Forget the hand-delivered basket full of free refrigerator magnets, rubber jar-lid openers, and pens swathed in names of local dentists and insurance agents.
After 70 years and 50 million house calls, the Welcome Wagon is going the way of the encyclopedia salesman.
As of Jan. 1, the smiling ladies (OK, 2 percent are men) who once were the first faces to welcome new folks to town, will knock no more.
Yes, it's tempting to be nostalgic and bemoan the loss of another community icon. But let's not get too dewy-eyed. It's not the passing of a purely do-gooder organization. Welcome Wagon is a business, owned by Cendant Corp. Those fine women are paid to gather local advertisers and go knock on the doors of new parents and newcomers to deliver a neighborly pitch.
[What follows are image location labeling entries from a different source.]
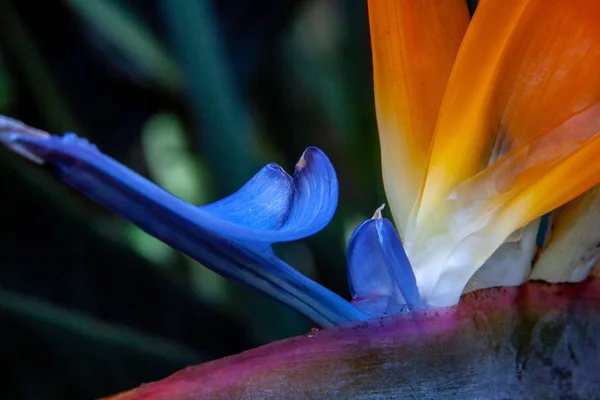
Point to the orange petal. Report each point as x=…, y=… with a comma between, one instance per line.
x=414, y=44
x=573, y=247
x=524, y=68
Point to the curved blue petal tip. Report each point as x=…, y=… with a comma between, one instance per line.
x=231, y=236
x=381, y=279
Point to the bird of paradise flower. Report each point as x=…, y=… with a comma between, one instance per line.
x=488, y=133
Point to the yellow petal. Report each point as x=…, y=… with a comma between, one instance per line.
x=482, y=212
x=414, y=44
x=524, y=68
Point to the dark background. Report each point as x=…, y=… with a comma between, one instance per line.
x=196, y=95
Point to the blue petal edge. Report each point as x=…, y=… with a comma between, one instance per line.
x=231, y=236
x=381, y=279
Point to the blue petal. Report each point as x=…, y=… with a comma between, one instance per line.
x=380, y=276
x=282, y=208
x=231, y=236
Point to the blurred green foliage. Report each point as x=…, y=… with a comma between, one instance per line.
x=196, y=95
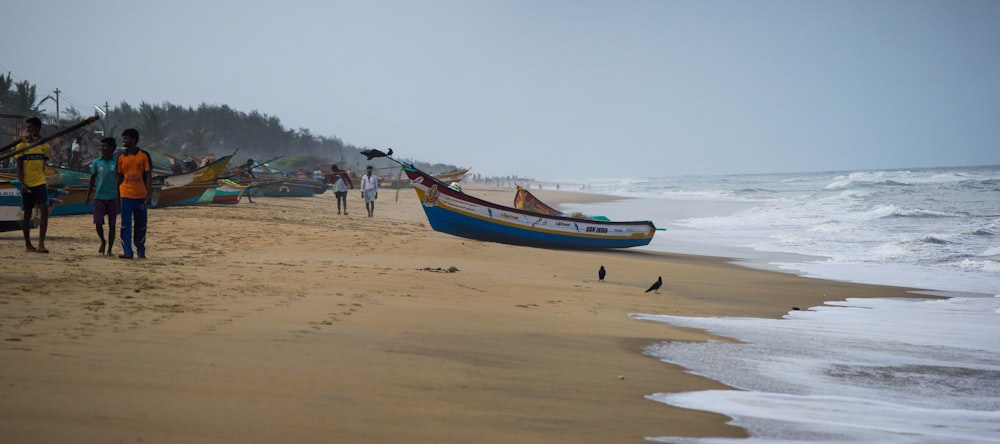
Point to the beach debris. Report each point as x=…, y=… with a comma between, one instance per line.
x=656, y=285
x=450, y=269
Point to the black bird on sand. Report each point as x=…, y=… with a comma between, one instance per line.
x=655, y=288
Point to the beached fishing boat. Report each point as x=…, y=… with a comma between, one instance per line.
x=10, y=205
x=227, y=192
x=450, y=210
x=188, y=188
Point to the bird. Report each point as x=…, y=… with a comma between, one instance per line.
x=656, y=285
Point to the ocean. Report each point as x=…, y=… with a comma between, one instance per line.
x=861, y=370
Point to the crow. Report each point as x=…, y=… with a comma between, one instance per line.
x=656, y=285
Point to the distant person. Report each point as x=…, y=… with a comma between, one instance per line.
x=75, y=154
x=340, y=180
x=104, y=178
x=369, y=190
x=135, y=180
x=247, y=178
x=34, y=192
Such door-to-door sales have clearly hit a societal wall. In America, nobody's home. Fifty-seven percent (and rising) of married couples have duel incomes. And half of all new homeowners dine out four times a week - they're not even home at supper time (avoiding telemarketing calls, no doubt). If they are home, they're not eager to invite a stranger in after dark.
"It's out of our control," says Welcome Wagon spokesman Chris Jones. "If people aren't home or don't want you in their home, it's hard to stay profitable."
The solution? You guessed it: The Internet.
Next year, if you want a basket of free goodies, go to www.welcomewagon.com. About 500 reps will continue to lure local advertisers but the "basket" will be mailed.
The other option, if you can't live without Welcome Wagon visits, is to move to Canada. Same name, same modus operandi, different company. Or, if you're feeling entrepreneurial, start your own service: Welcome Baskets? Conestoga Freebies? Knock, Knock Guess Who?